Un caso muy interesante, que Tony Judt analiza con detalle, es el de François Mauriac. Resistente desde el primer momento contra los nazis y Vichy, sus credenciales democráticas eran impecables a la hora de la liberación. Eso le permitió enfrentarse, con argumentos sólidos, a la marea proestalinista y, sobre todo, como católico, a los progresistas de Esprit y Témoignage Chrétien, que en muchas ocasiones, como durante las polémicas sobre el Gulag que desataron los testimonios de Víktor Kravchenko y de David Rousset, hicieron de meros rapsodas de las mentiras que fabricaba el Partido Comunista francés. Por otra parte, tanto en sus memorias como en sus ensayos y columnas periodísticas se adelantó a todos sus colegas en iniciar una profunda autocrítica de los delirios de grandeza de la cultura francesa, en una época en la que —aunque muy pocos lo percibieran entonces además de él— precisamente entraba en una declinación de la que hasta ahora no ha vuelto a salir. Nunca me gustaron las novelas de Mauriac y por eso descarté sus ensayos; pero el Past imperfect de Judt me ha convencido de que fue un error.

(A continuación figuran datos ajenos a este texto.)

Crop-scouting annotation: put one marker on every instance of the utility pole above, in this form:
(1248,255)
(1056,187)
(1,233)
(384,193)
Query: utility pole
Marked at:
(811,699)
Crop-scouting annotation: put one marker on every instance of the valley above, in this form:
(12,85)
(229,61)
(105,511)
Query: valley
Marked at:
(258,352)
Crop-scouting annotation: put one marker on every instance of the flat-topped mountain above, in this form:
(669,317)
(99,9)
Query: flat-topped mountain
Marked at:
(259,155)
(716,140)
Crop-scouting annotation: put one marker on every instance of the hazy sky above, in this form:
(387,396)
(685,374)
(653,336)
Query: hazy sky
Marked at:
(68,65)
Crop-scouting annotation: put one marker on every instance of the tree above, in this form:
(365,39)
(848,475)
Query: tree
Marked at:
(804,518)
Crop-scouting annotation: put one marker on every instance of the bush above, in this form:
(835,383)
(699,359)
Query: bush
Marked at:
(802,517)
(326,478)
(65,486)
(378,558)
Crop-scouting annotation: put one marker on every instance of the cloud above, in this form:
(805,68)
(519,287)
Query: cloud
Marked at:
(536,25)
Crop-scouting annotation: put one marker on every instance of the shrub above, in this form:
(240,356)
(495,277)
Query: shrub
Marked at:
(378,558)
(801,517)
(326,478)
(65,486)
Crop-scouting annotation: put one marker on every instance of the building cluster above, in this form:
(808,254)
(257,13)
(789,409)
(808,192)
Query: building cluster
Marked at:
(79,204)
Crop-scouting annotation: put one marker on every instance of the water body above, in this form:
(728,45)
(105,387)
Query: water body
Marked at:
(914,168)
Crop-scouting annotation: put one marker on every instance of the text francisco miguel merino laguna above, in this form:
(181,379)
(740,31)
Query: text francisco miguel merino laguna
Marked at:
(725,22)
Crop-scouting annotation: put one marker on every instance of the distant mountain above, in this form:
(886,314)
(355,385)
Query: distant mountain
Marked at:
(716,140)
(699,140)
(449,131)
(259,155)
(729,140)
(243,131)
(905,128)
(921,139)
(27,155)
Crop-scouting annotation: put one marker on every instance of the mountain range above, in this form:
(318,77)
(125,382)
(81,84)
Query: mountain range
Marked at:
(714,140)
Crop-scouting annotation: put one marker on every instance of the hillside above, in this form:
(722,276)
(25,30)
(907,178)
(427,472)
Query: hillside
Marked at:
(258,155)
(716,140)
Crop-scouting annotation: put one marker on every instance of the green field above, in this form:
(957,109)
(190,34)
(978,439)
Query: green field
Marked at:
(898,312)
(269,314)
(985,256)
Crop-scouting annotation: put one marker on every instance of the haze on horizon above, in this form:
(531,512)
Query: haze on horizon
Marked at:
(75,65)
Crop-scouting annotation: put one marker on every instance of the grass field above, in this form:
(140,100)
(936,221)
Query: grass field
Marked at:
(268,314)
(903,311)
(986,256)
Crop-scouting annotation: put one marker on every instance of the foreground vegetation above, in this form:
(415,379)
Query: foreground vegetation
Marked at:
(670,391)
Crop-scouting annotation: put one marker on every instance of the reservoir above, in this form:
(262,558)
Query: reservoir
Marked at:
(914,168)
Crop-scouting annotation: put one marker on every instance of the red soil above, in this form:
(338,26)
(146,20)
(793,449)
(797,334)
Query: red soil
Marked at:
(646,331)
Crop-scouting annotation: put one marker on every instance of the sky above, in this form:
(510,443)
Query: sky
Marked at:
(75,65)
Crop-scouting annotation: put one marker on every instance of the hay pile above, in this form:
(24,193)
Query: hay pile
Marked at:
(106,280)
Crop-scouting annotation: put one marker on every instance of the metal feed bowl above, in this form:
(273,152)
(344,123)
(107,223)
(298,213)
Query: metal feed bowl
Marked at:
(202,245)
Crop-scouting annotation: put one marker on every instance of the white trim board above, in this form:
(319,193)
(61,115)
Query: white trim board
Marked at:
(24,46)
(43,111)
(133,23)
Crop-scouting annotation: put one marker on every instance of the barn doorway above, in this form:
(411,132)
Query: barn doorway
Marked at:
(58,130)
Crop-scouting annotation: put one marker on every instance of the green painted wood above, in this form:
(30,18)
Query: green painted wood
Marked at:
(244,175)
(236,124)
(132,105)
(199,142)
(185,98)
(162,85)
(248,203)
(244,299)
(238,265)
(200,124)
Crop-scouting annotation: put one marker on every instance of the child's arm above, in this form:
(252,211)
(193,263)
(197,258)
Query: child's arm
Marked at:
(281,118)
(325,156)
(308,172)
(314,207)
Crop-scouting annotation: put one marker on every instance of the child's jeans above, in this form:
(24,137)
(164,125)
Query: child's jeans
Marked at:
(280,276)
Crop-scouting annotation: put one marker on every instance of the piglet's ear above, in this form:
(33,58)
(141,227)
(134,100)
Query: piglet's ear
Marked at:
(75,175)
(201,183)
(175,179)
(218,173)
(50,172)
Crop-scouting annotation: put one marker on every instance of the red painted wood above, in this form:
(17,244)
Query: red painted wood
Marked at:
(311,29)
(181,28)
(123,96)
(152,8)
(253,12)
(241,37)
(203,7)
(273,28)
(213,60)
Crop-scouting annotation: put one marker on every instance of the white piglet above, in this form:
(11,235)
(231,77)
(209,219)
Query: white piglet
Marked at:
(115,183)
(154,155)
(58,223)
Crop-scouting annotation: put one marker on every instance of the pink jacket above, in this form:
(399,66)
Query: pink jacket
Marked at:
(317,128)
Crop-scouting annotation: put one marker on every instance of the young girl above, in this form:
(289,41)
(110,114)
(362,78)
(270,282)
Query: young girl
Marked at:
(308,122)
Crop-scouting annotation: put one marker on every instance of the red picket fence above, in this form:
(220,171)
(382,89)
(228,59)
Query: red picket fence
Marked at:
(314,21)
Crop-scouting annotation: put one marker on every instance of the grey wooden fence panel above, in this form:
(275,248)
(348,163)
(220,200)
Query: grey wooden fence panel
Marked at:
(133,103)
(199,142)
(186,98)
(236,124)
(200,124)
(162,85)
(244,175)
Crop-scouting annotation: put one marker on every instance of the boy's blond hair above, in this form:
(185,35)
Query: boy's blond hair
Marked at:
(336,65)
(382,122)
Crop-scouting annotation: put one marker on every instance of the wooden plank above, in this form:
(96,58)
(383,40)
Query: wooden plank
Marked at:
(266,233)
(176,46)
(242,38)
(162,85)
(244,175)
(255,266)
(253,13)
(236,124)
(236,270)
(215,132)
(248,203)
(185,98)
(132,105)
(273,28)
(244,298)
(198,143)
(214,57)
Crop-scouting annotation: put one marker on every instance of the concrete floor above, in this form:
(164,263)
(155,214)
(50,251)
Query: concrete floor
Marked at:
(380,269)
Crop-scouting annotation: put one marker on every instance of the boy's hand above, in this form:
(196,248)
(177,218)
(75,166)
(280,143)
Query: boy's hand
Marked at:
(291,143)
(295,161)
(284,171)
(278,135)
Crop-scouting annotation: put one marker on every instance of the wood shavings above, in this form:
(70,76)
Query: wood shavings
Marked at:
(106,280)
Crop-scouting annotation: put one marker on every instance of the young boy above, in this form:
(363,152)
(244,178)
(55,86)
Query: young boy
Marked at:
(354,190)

Sin embargo, no todo es convincente en el libro. Es imperdonable que, además de Camus, Aron y otros, no mencione siquiera a Jean-François Revel que, desde fines de los años cincuenta, libraba también una batalla muy intensa contra los fetiches del estalinismo, y que no resalte bastante la denuncia del colonialismo y el apoyo a las luchas del Tercer Mundo por librarse de las dictaduras y la explotación imperial, que fue uno de los caballos de batalla y quizá el aporte más positivo de Sartre y muchos de sus seguidores de entonces.
De otro lado, aunque la dura crítica de Tony Judt a lo que llama la “anestesia moral colectiva” de los intelectuales franceses sea, hechas las sumas y las restas, justa, omite algo que, quienes de alguna manera vivimos aquellos años, difícilmente podríamos olvidar: la vigencia de las ideas, la creencia —acaso exagerada— de que la cultura en general, y la literatura en particular, desempeñarían un papel de primer plano en la construcción de esa futura sociedad en que libertad y justicia se fundirían por fin de manera indisoluble. Las polémicas, las conferencias, las mesas redondas en el escenario atestado de la Mutualité, el público ávido, sobre todo de jóvenes, que seguía todo aquello con fervor y prolongaba los debates en los bistrots del Barrio Latino y de Saint Germain: imposible no recordarlo sin nostalgia. Pero es verdad que fue bastante efímero, menos trascendente de lo que creímos, y que lo que entonces nos parecían los grandes fastos de la inteligencia eran, más bien, los estertores de la figura del intelectual y los últimos destellos de una cultura de ideas y palabras, no recluida en los seminarios de la academia, sino volcada sobre los hombres y mujeres de la calle.